En tant qu’œuvres audiovisuelles s’offrant à une perception incarnée, certains films peuvent aussi jouer ou rendre apparents des passages ou relais d’un mode sensoriel à l’autre ou de possibles effets de compensation entre eux. On peut ainsi se demander comment des films se donnent à ressentir de manière synesthésique ou cénesthésique [2]. En ce domaine, les études sur la tactilité ou l’hapticité au cinéma (Jennifer Barker, Laura Marks, Vivian Sobchack) peuvent être convoquées et enrichies par de nouvelles études de cas.
Les témoignages des principaux intéressés sont par ailleurs nécessaires et devraient être sollicités : Comment des personnes affectées par un handicap sensoriel perçoivent-elles un film ? Comment penser, par exemple, le rapport littéralement appareillé au film et les continuités et différences entre médiations techniques et traductions orales (cécité) ou gestuelles (surdité) ?
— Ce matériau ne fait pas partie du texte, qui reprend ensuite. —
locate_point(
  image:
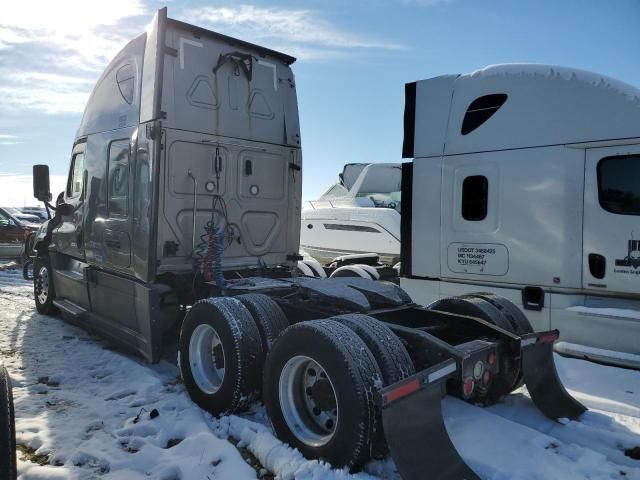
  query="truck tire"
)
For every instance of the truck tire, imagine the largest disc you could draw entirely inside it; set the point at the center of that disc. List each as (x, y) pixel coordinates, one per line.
(220, 355)
(390, 354)
(8, 469)
(473, 305)
(319, 385)
(44, 291)
(388, 350)
(267, 314)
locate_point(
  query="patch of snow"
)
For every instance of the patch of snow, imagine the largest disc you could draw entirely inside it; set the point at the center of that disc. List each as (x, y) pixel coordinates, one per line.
(623, 313)
(565, 73)
(89, 407)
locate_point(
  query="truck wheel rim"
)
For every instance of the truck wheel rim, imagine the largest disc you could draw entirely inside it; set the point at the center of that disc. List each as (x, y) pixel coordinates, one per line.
(308, 401)
(43, 285)
(206, 359)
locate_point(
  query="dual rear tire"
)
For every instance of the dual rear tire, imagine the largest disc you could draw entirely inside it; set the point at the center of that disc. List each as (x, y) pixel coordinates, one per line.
(318, 378)
(319, 385)
(222, 348)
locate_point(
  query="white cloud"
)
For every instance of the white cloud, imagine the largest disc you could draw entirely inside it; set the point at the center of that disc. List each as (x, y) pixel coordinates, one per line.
(9, 140)
(45, 92)
(17, 190)
(56, 51)
(425, 3)
(300, 30)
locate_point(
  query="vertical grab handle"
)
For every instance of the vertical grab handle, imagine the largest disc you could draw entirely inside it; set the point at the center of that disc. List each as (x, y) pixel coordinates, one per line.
(195, 208)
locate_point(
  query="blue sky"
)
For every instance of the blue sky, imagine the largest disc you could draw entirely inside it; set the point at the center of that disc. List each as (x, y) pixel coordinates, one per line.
(353, 60)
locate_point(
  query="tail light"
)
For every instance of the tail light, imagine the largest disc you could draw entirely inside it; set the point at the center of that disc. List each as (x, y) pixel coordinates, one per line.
(467, 387)
(491, 359)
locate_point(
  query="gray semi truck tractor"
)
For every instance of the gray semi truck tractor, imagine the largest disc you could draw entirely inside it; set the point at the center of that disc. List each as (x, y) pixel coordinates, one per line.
(180, 222)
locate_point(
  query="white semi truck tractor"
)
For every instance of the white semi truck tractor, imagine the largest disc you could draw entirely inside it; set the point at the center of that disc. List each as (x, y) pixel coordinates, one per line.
(180, 223)
(525, 183)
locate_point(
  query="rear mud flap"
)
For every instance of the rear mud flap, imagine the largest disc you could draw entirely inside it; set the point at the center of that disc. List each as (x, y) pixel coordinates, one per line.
(414, 428)
(542, 380)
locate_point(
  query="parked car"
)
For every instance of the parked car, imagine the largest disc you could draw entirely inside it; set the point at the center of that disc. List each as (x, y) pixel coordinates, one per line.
(13, 233)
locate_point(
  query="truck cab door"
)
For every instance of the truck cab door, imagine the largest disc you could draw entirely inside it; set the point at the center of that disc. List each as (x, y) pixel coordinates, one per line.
(611, 236)
(69, 235)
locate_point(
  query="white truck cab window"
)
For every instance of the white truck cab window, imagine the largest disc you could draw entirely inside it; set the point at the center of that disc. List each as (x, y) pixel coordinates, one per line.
(619, 184)
(475, 194)
(119, 178)
(76, 179)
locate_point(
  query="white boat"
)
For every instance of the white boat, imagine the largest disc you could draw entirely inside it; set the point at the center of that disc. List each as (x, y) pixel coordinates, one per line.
(359, 214)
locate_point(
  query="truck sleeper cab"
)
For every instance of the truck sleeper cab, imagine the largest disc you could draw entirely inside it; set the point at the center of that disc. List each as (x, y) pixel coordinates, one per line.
(181, 218)
(526, 183)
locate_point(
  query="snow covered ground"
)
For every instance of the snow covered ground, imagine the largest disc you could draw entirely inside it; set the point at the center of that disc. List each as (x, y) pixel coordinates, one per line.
(85, 410)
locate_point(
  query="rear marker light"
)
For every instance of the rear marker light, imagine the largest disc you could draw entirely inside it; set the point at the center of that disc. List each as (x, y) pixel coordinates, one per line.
(467, 387)
(478, 369)
(402, 391)
(548, 337)
(491, 359)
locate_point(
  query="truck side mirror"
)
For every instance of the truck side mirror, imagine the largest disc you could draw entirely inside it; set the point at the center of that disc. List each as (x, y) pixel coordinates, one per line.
(65, 209)
(41, 183)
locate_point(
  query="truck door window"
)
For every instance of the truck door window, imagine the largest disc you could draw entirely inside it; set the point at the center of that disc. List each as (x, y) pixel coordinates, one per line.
(619, 184)
(118, 178)
(76, 178)
(475, 193)
(5, 221)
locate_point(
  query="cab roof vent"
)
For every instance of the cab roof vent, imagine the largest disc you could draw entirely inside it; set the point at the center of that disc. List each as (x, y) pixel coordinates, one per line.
(480, 110)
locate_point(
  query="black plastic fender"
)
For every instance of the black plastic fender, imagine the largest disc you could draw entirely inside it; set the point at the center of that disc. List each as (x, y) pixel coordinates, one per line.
(542, 380)
(414, 428)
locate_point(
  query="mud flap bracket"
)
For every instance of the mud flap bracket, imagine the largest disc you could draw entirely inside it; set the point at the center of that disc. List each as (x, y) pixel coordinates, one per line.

Quel que soit le champ d’étude retenu ou les objets analysés, on peut d’emblée mettre en évidence un mouvement qui consiste à accuser les différences afin de permette leur reconnaissance, c’est-à-dire à la fois leur identification et leur intégration dans un monde commun rendant ces expériences transmissibles, voire poreuses.
Considérer le cinéma au prisme du handicap constitue aussi un moyen de questionnement sur des évolutions politiques et anthropologiques contemporaines qui restent inséparables de l’existence et des usages d’un certain nombre d’appareils ou dispositifs techniques. La théorie benjaminienne qui fait de l’homme moderne un appareil bombardé de perceptions et fondamentalement distrait pourrait trouver une incarnation non métaphorique dans le type d’autisme caractérisé par un « brouillage sensoriel sévère » [3]. Les influx nerveux suscités par les stimuli audio-visuels sont souvent bien plus violents à canaliser pour les autistes et mériteraient d’être étudiés à la lumière du concept d’innervation, que Benjamin réserve aux décharges motrices suscitées par les appareils (voir les travaux de Miriam Hansen, Peter Szendy ou encore Antonio Somaini sur cette notion). Les déambulations d’autistes hors langage, telles qu’elles sont données à voir dans Le Moindre geste (Fernand Deligny, 1971) sous la forme de « lignes d’erre », pourraient ainsi être envisagées comme des réponses nerveuses à l’emprise d’un film, extérieur ou intérieur, et être lues à la lumière conjointe des travaux de l’anthropologue Tim Ingold (Une brève histoire des lignes), de la « pensée cartographique des images » (Teresa Castro) et, plus généralement, des théories de la captation de trace et de l’écriture comme appareil d’enregistrement.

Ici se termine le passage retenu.